Approximately 90 percent of all bladder cancer patients have urothelial carcinoma (UC). Cases of UC are frequently non-muscle invasive and can thus be effectively managed surgically or with intravesical therapies. However, approximately 10-15 percent of patients with UC may develop disease that is invasive, locally advanced, and metastatic. For these patients having metastatic disease, their outlook is somewhat poor, as their 5-year rate of survival is only approximately 5 percent. In addition, at diagnosis, roughly 10 percent of patients have locally advanced or metastatic disease.
For patients newly diagnosed with metastatic UC, assuming they can tolerate the considerable side effects, cisplatin-based combination therapies are frequently employed as a first-line therapy. However, a significant portion (~30-50%) of these patients are deemed cisplatin-ineligible as a result of comorbidities. Recently, the use of different immunotherapies, including checkpoint inhibitors, has been implemented in this patient population.
One checkpoint inhibitor being evaluated in these patients is the fully humanized anti-PD-L1 monoclonal antibody avelumab. In a recent planned interim analysis of the phase III JAVELIN Bladder 100 trial (NCT02603432), avelumab was found to have met its primary study endpoint of improved overall survival (OS).

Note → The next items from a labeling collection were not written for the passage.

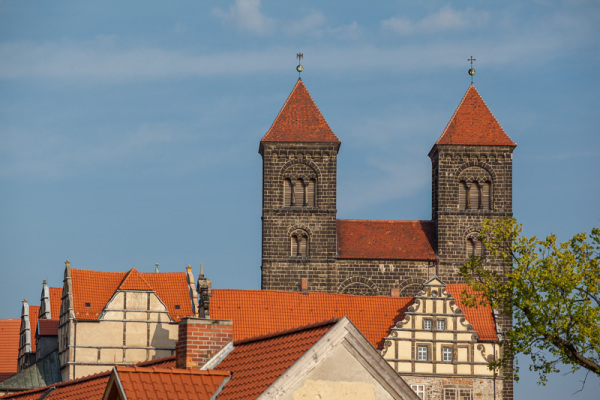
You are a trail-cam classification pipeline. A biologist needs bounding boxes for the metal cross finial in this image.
[296,53,304,79]
[467,56,477,85]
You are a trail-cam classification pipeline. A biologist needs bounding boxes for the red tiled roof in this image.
[2,371,110,400]
[261,79,340,143]
[0,318,21,382]
[29,306,40,353]
[435,85,517,147]
[116,366,230,400]
[49,288,62,320]
[446,283,498,340]
[119,268,152,291]
[38,318,58,336]
[337,219,437,260]
[210,289,412,349]
[218,320,337,400]
[71,268,193,321]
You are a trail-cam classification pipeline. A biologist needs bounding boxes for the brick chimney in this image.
[175,318,233,368]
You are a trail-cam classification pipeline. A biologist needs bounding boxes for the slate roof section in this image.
[210,289,413,349]
[218,319,338,400]
[446,283,498,341]
[435,85,517,147]
[261,79,341,143]
[337,219,437,260]
[0,318,21,382]
[32,318,59,340]
[110,366,230,400]
[71,268,194,322]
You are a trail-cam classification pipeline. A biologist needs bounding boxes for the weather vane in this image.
[467,56,477,85]
[296,53,304,79]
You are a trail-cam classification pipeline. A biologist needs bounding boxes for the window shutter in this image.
[298,236,308,257]
[283,179,292,207]
[469,182,479,210]
[481,182,491,210]
[294,179,304,207]
[306,179,316,207]
[458,181,467,210]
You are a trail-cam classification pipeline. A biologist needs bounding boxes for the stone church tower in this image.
[259,79,516,304]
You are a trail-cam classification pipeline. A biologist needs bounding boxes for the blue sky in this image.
[0,0,600,400]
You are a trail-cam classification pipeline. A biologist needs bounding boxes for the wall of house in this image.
[59,291,178,379]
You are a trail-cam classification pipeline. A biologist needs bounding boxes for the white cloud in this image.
[381,6,489,35]
[213,0,275,35]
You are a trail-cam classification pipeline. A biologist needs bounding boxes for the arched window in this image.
[283,178,294,207]
[290,230,308,258]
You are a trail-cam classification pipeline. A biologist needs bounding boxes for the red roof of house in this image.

One participating clinician in this study is Thomas Powles, MBBS, MRCP, MD, Professor of Genitourinary Oncology, Lead for Solid Tumour Research, and Director at Barts Cancer Centre.
"Improvement in overall survival has been hard to achieve in the frontline setting; the novel trial design in this study may have contributed to its success," Powles noted.

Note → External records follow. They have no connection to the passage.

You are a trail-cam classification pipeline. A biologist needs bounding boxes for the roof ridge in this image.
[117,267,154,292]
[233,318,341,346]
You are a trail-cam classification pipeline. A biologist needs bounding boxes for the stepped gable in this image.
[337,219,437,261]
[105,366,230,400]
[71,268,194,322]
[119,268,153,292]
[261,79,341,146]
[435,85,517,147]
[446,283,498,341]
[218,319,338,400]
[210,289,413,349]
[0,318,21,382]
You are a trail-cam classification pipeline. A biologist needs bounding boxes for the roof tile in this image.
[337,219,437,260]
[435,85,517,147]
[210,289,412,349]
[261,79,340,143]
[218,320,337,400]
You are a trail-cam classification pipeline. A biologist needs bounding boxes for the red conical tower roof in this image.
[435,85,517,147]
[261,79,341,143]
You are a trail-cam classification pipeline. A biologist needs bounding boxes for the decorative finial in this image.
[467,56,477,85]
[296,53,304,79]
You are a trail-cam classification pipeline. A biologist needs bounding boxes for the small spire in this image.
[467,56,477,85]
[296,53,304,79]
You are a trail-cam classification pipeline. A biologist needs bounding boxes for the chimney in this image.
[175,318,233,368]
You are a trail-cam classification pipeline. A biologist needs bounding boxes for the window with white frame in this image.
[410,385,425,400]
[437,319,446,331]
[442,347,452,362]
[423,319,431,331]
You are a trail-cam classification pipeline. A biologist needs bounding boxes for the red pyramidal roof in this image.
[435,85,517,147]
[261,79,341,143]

Treating Metastatic Urothelial Carcinoma
According to the National Comprehensive Cancer Network (NCCN) Guidelines for Bladder Cancer (Version 3.2020), for cisplatin-eligible patients with locally advanced or metastatic bladder cancer, the preferred systemic first-line therapies are gemcitabine plus cisplatin or dose-dense methotrexate, vinblastine, doxorubicin, and cisplatin (DDMVAC) with growth factor support.
For the patients in that population who are cisplatin-ineligible, the following regimens are preferred as first-line therapies: gemcitabine and carboplatin; atezolizumab (for those patients with tumors expressing PD-L1 or for those ineligible for any other platinum-containing chemotherapy, regardless of PD-L1 expression); or pembrolizumab (for those patients with tumors expressing PD-L1 or for those ineligible for any other platinum-containing chemotherapy, regardless of PD-L1 expression).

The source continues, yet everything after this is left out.